NVN Thursday: Losing Wildlife in 2 Poems
BLINK by Maxine Susman and WHAT DOES IT MEAN WHEN FISH FORGET? by Mary K O’Melveny
by Maxine Susman
Fireflies may disappear, so NY scientists are trying to count how many are left. —The Gothamist, August 22, 2023
*
They don’t light the lawn as they used to. They don’t light up my brain. As a kid I’d cup my hands into a lantern and catch a dozen or more at a time, they were so tame they glowed through my fingers, lit my hands and then the jar I filled with them, the dotted love songs of bugs— then I’d set them free to speckle the summer grass. Remember on the mountain how fireflies rose high as the trees, spread a yellow Milky Way— and the meadow we named Fireflyworks Hill where fireflies at dusk outnumbered wildflowers. Remember when they arrived each year to kindle our brains, they’d set our neurons firing, rising like wishes through the summer doldrums. This year as each year their numbers dwindle.

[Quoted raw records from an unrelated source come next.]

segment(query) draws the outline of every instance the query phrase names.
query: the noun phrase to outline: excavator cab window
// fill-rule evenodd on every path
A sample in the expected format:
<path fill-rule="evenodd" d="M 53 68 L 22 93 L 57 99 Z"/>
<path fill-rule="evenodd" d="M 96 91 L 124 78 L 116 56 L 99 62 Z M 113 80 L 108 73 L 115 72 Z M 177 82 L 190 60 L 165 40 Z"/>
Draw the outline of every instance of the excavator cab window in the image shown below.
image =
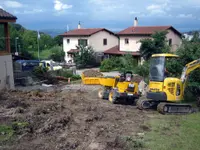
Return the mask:
<path fill-rule="evenodd" d="M 150 65 L 150 81 L 164 81 L 165 57 L 153 57 Z"/>
<path fill-rule="evenodd" d="M 124 81 L 130 82 L 132 80 L 132 78 L 133 78 L 132 72 L 125 72 L 120 75 L 119 81 L 120 82 L 124 82 Z"/>
<path fill-rule="evenodd" d="M 126 73 L 126 81 L 130 82 L 133 78 L 132 73 Z"/>

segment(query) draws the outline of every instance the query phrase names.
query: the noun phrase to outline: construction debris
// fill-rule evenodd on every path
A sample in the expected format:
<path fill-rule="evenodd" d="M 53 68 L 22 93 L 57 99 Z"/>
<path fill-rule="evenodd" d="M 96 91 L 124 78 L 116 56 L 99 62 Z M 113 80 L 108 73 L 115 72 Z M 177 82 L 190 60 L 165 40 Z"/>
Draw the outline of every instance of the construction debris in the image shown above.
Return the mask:
<path fill-rule="evenodd" d="M 102 77 L 103 74 L 97 70 L 86 70 L 83 72 L 85 77 Z"/>

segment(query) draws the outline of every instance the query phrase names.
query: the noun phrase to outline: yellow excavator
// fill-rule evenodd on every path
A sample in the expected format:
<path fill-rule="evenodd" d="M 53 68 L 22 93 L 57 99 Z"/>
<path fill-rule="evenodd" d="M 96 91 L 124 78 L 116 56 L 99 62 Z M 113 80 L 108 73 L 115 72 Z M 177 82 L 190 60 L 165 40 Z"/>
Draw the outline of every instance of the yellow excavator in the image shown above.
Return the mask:
<path fill-rule="evenodd" d="M 166 75 L 166 62 L 170 58 L 178 58 L 174 54 L 154 54 L 151 58 L 149 73 L 149 89 L 147 100 L 137 101 L 139 109 L 156 108 L 162 114 L 181 114 L 192 112 L 190 104 L 178 103 L 183 100 L 184 90 L 188 75 L 200 68 L 200 59 L 185 65 L 181 78 L 168 77 Z"/>
<path fill-rule="evenodd" d="M 108 99 L 115 104 L 119 101 L 135 102 L 139 98 L 138 83 L 133 81 L 132 72 L 124 72 L 120 76 L 102 77 L 99 79 L 102 88 L 98 91 L 98 97 Z"/>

I see one or two flittering solitary, no one to answer, to answer to, be lit for.
*
Maxine Susman, from central New Jersey, has published seven poetry collections, with poems in journals such as Paterson Literary Review, Fourth River, Earth’s Daughters, Crab Orchard Review, Slant, and Canary. She teaches poetry at the Osher Lifelong Learning Institute of Rutgers University.
*
by Mary K O’Melveny
This summer, Florida’s ocean water temperatures exceeded 100 degrees Fahrenheit. A recent scientific study revealed that rising water temperatures can cause crucial memory loss to damsel fish and other reef-dwelling species. The fish in the study who were subjected to temperatures as high as F 89.6 did not fare well, failing “to find shelter, recognize their neighbors or find food easily.” —The New York Times, August 23, 2023
*
As Fahrenheit rose, some damsel fish forgot where to find their food sources. With each degree, memories shifted far away. First to go: finding a meal. Next was fear. Who posed a threat. Where danger lay. Which reefs might safely hide them, what might portend trouble in sargassum seas or bubble upward in their pathways turning marbles of algae into floating spectral groupers or snappers. As memory fluttered away like flotsam, reef fish failed to thrive, survive. Each day’s heightened heat seared off some tiny thought, some echo that time had taught, some souvenir of before. Yesterday’s cache of jeweled thoughts scattered now into a vast void. Who can ever truly know what is lost as heat sears, scalds? As oceans warm, equal risk befalls both predators and prey. Who will remain alive as seas simmer and pale coral reefs blanch white as brides? Will these warmed fish discard scales of azure, sapphire, magenta, or wispy tails of sunshine yellow, peachy orange? Will they recall where eggs were laid or where sharks stayed hidden as reefs shrank? What tales will they recount as awareness shapeshifts, then fades away like images in an infinity mirror? As they spin through steamy waters, adrift in the present tense, our questions float along beside them. Will we have a future? What flashbacks will follow Fukishima?
*
Mary K O’Melveny, a retired labor rights lawyer, lives with her wife near Woodstock, New York. Mary’s award-winning poetry has appeared in many print and on-line literary journals and anthologies and on national and international blog sites, including The New Verse News. Mary’s much-praised fourth book of poetry Flight Patterns was published by Kelsay Books in August 2023. A Pushcart Prize nominee, Mary was a finalist in the 2023 Poetry Competition sponsored by Slippery Elm Literary Journal. She is also a co-author of two anthologies of writing by The Hudson Valley Women’s Writing Group, including Rethinking The Ground Rules (Mediacs Books 2022).